Si tomamos la historia como guía… Son bastante altas.

A principios de 1994, el índice de aprobación de Bill Clinton después de dos años en el cargo rondaba el sombrío 40%. Las primeras elecciones de mitad de período de la presidencia de Clinton fueron un desastre total.

Una nueva generación de republicanos más jóvenes y conservadores, liderados por el incendiario Newt Gingrich y su “Contrato con América”, dio a los republicanos una mayoría en la Cámara de Representantes por primera vez en 40 años. Los republicanos también obtuvieron ocho escaños en el Senado en 1994 para tomar el control mayoritario de ambas cámaras del Congreso.
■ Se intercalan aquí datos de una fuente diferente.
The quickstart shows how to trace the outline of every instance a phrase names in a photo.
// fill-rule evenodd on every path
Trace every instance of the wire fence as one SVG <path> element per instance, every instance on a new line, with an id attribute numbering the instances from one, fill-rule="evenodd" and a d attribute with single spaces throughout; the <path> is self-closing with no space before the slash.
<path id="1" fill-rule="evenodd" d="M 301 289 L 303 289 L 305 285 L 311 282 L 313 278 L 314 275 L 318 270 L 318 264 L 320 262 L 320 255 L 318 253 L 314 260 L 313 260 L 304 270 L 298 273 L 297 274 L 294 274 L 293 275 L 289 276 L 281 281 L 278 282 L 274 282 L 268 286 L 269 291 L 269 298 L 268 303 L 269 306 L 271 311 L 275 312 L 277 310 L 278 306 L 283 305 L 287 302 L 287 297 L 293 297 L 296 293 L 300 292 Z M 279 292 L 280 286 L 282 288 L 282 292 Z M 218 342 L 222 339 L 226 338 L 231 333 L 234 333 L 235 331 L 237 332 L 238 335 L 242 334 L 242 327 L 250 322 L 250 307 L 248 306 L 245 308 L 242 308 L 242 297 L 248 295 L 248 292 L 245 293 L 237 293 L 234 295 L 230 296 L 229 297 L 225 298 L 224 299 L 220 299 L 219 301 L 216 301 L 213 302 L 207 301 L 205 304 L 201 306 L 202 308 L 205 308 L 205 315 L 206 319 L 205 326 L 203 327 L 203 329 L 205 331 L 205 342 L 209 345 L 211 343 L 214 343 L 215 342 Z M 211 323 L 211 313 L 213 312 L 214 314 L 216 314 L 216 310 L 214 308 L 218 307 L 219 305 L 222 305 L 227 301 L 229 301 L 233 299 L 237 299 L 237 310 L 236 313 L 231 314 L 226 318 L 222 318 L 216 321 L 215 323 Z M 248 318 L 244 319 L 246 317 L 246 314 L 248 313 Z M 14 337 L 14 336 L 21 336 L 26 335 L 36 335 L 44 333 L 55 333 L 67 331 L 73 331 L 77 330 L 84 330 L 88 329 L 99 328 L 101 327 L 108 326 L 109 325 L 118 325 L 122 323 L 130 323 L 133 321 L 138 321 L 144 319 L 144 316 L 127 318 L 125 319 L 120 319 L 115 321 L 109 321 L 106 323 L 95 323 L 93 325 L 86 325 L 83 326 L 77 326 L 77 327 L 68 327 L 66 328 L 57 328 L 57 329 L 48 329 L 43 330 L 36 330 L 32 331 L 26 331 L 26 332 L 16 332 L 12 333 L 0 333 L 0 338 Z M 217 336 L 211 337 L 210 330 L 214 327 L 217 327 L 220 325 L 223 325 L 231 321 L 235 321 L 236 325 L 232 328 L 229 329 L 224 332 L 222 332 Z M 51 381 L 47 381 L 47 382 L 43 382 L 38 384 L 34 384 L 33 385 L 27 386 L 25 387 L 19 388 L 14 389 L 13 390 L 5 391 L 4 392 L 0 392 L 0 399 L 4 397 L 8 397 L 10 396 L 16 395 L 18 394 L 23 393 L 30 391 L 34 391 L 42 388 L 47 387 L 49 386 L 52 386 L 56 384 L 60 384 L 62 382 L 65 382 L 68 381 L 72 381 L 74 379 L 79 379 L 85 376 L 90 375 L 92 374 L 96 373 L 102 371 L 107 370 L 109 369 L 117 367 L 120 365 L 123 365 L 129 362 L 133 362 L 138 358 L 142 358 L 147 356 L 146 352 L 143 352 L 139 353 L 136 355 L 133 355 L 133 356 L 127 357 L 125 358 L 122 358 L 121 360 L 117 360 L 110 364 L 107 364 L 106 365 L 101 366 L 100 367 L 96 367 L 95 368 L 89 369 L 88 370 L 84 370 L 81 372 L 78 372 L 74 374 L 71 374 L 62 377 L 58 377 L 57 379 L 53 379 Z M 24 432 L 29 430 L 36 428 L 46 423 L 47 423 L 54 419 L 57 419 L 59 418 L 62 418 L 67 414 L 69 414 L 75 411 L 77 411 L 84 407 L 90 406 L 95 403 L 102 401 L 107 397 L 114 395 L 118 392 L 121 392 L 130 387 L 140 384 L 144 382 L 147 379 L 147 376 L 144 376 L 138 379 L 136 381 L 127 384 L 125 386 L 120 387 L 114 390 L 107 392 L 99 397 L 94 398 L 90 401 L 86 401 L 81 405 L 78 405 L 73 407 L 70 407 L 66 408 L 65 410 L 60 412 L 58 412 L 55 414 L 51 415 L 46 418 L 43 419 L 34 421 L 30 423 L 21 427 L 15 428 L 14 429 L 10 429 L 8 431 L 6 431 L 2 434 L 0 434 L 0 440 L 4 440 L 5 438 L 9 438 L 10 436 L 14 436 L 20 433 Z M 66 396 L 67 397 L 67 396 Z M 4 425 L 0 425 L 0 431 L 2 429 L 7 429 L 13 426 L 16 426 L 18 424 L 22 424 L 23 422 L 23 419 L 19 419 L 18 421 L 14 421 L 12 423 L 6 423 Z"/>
No es de extrañar que los republicanos pensaran que la elección presidencial de 1996 sería un triunfo de los republicanos. Pero los republicanos nominaron a Bob Dole, un líder del Senado de 73 años de edad, un partido sobrio pero poco inspirado en Washington.

En septiembre de 1996, el “chico que retorna” Clinton tenía un índice de aprobación de Gallup del 60 por ciento. Dole fue aplastado por un derrumbe del Colegio Electoral.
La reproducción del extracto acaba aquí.